A pass from the centre to the half-space eliminates these problems though, as mostly the receiver can easily continue the attack. Whenever possible, Leverkusen try to keep this in mind.
Especially against opponents who play with a single pivot, Leverkusen are able to play such passes like in the image above. This gives a lot of options to create dangerous attacks.
The two main options that arise are either a pass out to the wing or a through ball if possible. With the through ball, mostly a one on one situation against the goalkeeper can be created. But the pass out to the wing can be extremely dangerous as well. Additionally, in some situations, a shot can be possible as well, if the opponent does not prevent it.
Sometimes, it can also be observed that Leverkusen play a through ball to a winger or wingback.
With such a huge variety of possibilities, Leverkusen are difficult to defend against. This side has a lot of different attacking tactics and can find solutions against almost every defence.

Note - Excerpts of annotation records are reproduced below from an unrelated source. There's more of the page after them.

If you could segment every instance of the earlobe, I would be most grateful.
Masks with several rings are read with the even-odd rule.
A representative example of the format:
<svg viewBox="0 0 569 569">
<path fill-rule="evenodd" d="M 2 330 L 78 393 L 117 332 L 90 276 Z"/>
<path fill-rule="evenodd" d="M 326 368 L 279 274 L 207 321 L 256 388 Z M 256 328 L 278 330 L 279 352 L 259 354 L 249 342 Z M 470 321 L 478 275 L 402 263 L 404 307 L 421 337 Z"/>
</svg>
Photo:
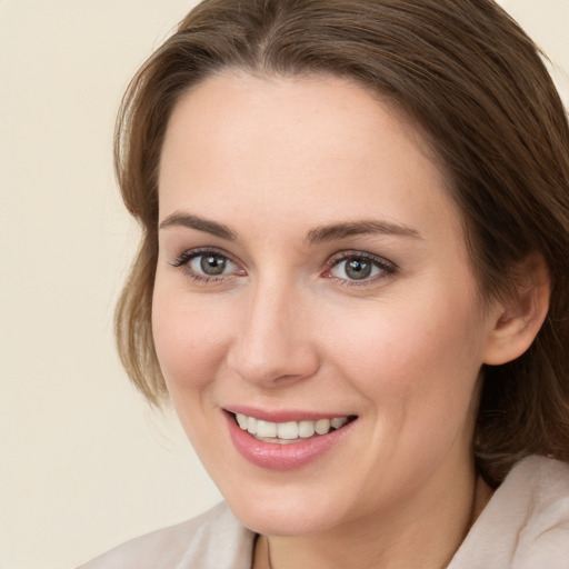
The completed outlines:
<svg viewBox="0 0 569 569">
<path fill-rule="evenodd" d="M 497 306 L 485 363 L 500 366 L 519 358 L 543 323 L 551 292 L 549 270 L 540 253 L 531 253 L 516 270 L 516 284 L 506 303 Z"/>
</svg>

In our tactical analysis, we have seen how Peter Bosz shaped Leverkusen’s offensive structure. Even though he lost his most creative player with Julian Brandt, who moved to Borussia Dortmund, Bosz was able to find new ways to further improve his team. Leverkusen are able to adjust their possession game to the need of the situation and find the required solution for almost every problem. Given that he has a rather young squad, it will be interesting to further observe this team’s development in the future.